Picard is a set of tools for handling sam and bam files.

SortSam

Sorts and indexes bam and sam files.

  • Input: bam file to sort.
  • Output: The sorted bam output file. The tool automatically produces a .bai file containing the index of the bam file.
  • SortOrder: Sort order of the output file. Possible values: unsorted, queryname, coordinate, duplicate. Mot applications expect you to sort on coordinates.


MarkDuplicates

The tool will identify duplicates based on their sequence (PCR duplicates) and on their location on the Illumina flow cell (optical duplicates). In RNA-Seq analysis, it is not advised to remove duplicate reads unless you keep track of their counts. Therefore limit this duplicate analysis to simply marking the duplicate reads so that the next steps in the workflow know that they are duplicates.

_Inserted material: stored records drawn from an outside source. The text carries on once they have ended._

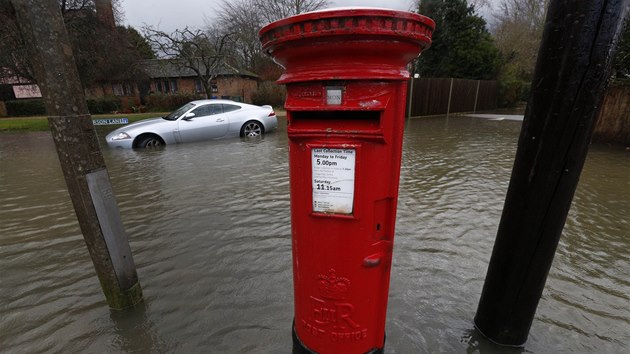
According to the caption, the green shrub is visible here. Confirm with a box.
[5,98,46,117]
[87,96,122,114]
[144,93,200,112]
[252,81,287,107]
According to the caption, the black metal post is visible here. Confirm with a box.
[475,0,629,346]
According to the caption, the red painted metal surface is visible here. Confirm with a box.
[260,9,435,353]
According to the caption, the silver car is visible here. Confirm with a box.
[105,99,278,149]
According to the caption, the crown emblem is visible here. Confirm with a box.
[317,268,350,300]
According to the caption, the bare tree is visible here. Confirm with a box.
[253,0,330,23]
[218,0,329,78]
[143,26,234,97]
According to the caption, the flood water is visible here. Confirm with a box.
[0,116,630,353]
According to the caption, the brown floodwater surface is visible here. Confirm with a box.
[0,116,630,353]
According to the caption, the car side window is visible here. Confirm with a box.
[222,104,241,113]
[192,104,221,117]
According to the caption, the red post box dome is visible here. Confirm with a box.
[259,8,435,83]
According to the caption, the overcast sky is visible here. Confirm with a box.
[121,0,496,32]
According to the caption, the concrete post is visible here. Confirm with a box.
[475,0,630,346]
[11,0,142,309]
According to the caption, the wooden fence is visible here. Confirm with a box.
[407,78,499,117]
[593,84,630,146]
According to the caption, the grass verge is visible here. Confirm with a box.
[0,112,165,132]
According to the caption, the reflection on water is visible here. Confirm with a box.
[0,117,630,353]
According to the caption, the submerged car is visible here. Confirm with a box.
[105,99,278,149]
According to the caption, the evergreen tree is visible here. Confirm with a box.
[415,0,501,80]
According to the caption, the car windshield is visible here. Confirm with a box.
[162,102,195,120]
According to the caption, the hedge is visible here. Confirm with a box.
[87,96,122,114]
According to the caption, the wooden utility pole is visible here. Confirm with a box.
[11,0,142,309]
[475,0,630,346]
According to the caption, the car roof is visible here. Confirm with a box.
[190,99,242,106]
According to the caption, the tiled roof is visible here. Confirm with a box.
[139,59,258,79]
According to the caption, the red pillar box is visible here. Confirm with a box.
[260,8,435,353]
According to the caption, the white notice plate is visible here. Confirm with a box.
[311,148,356,214]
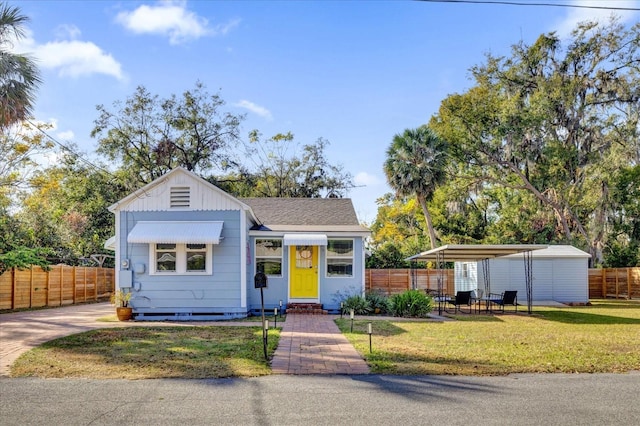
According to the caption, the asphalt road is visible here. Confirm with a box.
[0,372,640,426]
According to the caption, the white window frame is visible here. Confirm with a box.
[324,238,356,279]
[149,243,213,276]
[253,237,285,277]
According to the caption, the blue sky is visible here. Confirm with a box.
[9,0,640,223]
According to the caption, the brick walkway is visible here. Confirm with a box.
[271,314,369,374]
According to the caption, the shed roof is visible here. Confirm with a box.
[507,245,591,259]
[406,244,548,262]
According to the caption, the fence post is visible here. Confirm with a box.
[71,266,78,305]
[44,269,51,307]
[11,268,16,309]
[29,265,33,308]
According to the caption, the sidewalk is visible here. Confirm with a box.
[0,303,369,376]
[271,314,369,374]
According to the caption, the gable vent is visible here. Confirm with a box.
[171,186,191,208]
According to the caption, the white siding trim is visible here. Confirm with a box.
[238,210,248,308]
[114,212,121,290]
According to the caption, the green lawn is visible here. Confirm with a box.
[11,323,280,379]
[338,301,640,375]
[11,300,640,379]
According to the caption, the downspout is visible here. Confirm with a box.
[238,209,251,309]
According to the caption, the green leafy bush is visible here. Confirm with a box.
[390,290,433,318]
[342,295,371,315]
[365,291,389,314]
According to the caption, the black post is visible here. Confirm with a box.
[260,287,264,332]
[262,321,269,360]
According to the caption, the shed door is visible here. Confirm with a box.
[289,246,318,299]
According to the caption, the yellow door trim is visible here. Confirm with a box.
[289,245,320,300]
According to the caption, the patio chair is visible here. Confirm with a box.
[489,290,518,314]
[471,288,484,313]
[447,291,472,314]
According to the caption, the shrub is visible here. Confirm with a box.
[342,295,371,315]
[390,290,433,318]
[365,291,389,314]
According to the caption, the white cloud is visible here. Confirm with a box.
[55,24,81,40]
[13,25,125,80]
[234,100,273,121]
[34,40,125,80]
[353,172,383,186]
[116,0,240,44]
[56,130,75,141]
[550,0,640,38]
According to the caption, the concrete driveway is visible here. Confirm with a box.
[0,303,130,376]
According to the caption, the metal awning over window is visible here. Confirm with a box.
[284,234,327,246]
[127,221,224,244]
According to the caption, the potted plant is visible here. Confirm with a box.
[111,290,133,321]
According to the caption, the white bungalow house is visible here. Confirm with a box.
[109,168,370,320]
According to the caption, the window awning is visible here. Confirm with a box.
[104,235,116,251]
[284,234,327,246]
[127,221,224,244]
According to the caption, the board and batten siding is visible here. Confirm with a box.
[117,173,245,212]
[119,210,246,314]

  • Input: one or more files, reads can be mapped or unmapped.
  • Read Name Regex: regular expression that can be used to parse read names in the incoming input file. Read names are parsed to extract three variables: tile/region, x coordinate and y coordinate. These values are used to estimate the rate of optical duplication in order to give a more accurately estimated library size. Set this option to null to disable optical duplicate detection, e.g. for RNA-seq or other data where duplicate sets are extremely large and estimating library complexity is not an aim. More info here.
  • Optical Duplicate Distance: maximum distance in pixels between two duplicate clusters in order to consider them optical duplicates. The default is appropriate for unpatterned versions of the Illumina platform. For the patterned flowcell models (HiSeq X), 2500 is more appropriate. Default value: 100.